(This time posting to the list with the right email address; sorry for the duplicate email Jeremy and Ryan)
I’d like to point out that the precedent has not been to require CAs to revoke all certificates in the face of a CAA implementation flaw, but merely that the CAA checks are executed again to determine authorization for non-revocation. Specifically, a flaw in Let’s Encrypt’s CAA implementation was discovered last year (https://bugzilla.mozilla.org/show_bug.cgi?id=1462735) and it did not necessitate the revocation of all valid Let’s Encrypt certificates at the time. The incident report is light on details, but it sounds like only those certificates which failed the CAA recheck were revoked. Furthermore, in Let’s Encrypt’s case, there was insufficient logging of the original pre-issuance CAA lookup results, which may not be the case with Digicert here.
In light of this, I believe that the revocation of only the 16 certificates would align with precedent.
From: dev-security-policy on behalf of Jeremy Rowley via dev-security-policy
Sent: Friday, May 10, 2019 16:54
Subject: RE: CAA record checking issue
The difference is we actually have the data at time of issuance. It just wasn’t correctly relied on for these specific certs. I think this means there is an open question on whether the issuance even was a mis-issuance since the CAA information was collected…even if it wasn’t perfect.

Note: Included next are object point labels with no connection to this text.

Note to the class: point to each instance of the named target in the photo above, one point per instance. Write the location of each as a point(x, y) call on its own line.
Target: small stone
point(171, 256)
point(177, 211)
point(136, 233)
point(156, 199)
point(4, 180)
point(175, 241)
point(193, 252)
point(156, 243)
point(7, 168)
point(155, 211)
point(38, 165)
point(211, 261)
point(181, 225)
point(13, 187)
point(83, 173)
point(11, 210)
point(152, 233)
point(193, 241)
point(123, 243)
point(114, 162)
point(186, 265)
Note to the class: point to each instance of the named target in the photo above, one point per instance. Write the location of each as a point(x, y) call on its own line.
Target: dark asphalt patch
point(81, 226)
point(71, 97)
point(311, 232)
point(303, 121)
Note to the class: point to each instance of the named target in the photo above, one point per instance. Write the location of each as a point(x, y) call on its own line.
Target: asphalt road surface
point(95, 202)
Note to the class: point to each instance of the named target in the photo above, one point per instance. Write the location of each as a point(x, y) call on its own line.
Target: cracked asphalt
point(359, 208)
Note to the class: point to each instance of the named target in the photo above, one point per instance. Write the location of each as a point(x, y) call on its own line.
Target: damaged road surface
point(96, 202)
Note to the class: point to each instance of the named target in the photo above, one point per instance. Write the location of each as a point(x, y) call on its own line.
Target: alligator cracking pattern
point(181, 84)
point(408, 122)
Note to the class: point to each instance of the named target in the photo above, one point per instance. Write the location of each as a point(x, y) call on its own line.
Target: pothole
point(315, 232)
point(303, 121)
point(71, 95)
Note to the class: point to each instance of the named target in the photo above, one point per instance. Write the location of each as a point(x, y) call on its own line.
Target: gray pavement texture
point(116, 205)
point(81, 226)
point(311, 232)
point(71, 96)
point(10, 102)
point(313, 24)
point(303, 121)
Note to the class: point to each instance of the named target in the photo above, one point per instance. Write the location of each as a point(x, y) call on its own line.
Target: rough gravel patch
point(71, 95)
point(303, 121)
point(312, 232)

This is why we’re revising the approach to say “Were the certs actually mis-issued? If yes, revoke. If no, then don’t revoke.”

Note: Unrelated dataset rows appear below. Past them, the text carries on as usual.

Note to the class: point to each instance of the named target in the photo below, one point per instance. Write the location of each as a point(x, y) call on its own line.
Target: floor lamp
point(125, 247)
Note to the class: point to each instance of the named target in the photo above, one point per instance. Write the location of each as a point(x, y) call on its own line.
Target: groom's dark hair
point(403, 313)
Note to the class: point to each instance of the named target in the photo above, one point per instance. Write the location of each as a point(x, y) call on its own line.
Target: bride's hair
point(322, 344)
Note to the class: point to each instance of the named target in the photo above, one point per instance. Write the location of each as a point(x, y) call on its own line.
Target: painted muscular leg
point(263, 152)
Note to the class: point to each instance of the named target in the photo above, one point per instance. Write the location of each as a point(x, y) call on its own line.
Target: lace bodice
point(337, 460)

I was looking at it like a law. You may think you trespassed by walking on some grass. But if permission was granted at the time to walk on the grass, then you never actually violated a rule (even if you didn’t know about the permission). If permission was granted later, you still broke that law and are accountable, even if no penalty is applied. Here, we didn’t appropriately store the information but the data may have been stored and checked in a process. More succinctly said, the difference is the broken process may result in compliantly issued certificates which is different than a broken certs that are then remediated. If I can prove the compliance at the time the cert was issued, then the certs shouldn’t be revoked.
Does that makes sense? I can certainly revoke all 1100 if that’s the preferred approach, but I figure with a few days time I can better answer question of what were the results in a break of normally compliant process?
Oh, one other factor is that the system wasn’t exploitable. The break was between two internal processes talking to each other so the errors couldn’t result in certificates issued to a bad actor. It was also a very low volume compared to normal issue. Neither of these are good reasons or excuses. Instead they are the reason we thought we should perhaps not revoke all the certs until we better understand the compliance implications.
From: Ryan Sleevi
Sent: Friday, May 10, 2019 2:16 PM
To: Jeremy Rowley
Cc: email@example.com; firstname.lastname@example.org
Subject: Re: CAA record checking issue
On Fri, May 10, 2019 at 3:55 PM Jeremy Rowley > wrote:
The analysis was basically that all the verification documents are still good, which means if we issued the cert today, the issuance would pass without further checks (since the data itself is good for 825 days). Because of this, customers with domains that didn’t prohibit Digicert in their CAA record (anywhere in the chain) could simply reissue the certificate without a problem. We could require this of all customers. For the 16, issuance would fail if the CAA check was performed today. Therefore, we want to revoke those.
The one reason I wanted more time to respond is that we think we may have most CAA records in our Splunk data for the time of issuance. Our new plan is that we will revoke all certs unless we can confirm the CAA record was permissive at the time of issuance. I don’t know the number of certs that we will revoke yet. I’ll post an update when we compare the Splunk data to the issuance data.
Thanks for answering. I was hoping you had a more thorough analysis ;) I do have other questions about the implementation details, but I'll add those to the bug, so we can focus this discussion on the immediate remediation steps.
I guess my reservation with such an approach (and this is more a metapoint) is consider issuing an EV certificate without having the supporting documentation and/or without validating the documentation. You later come back to the documents, validate them, and find out you got lucky - the information was actually correct, even though the controls failed and the process wasn't followed. Do you revoke the certificates, on the basis the process failed, or do you not revoke them, because they were eventually consistent?
This might sound like a hypothetical, but it's a question this industry has faced in the past , and browsers have reached different conclusions than CAs. It's not immediately clear to me how the proposed response here differs from those past responses, and may highlight some of the difference in philosophies here. An analysis that considered these past events, and how they were received by the community, and how there may be different facts here that lead to different conclusions, would be useful in both validating and justifying the proposed course of action.
The real problem was the CA would kick off a request to the CAA checker. If the CA encountered an error, the request would time out. The CAA record may still have checked the CAA records appropriately but the CA never pulled the information to verify issuance authorization. So it’s a mis-issuance unless we can pull the data and prove it wasn’t. Combing through the archive data will take a while.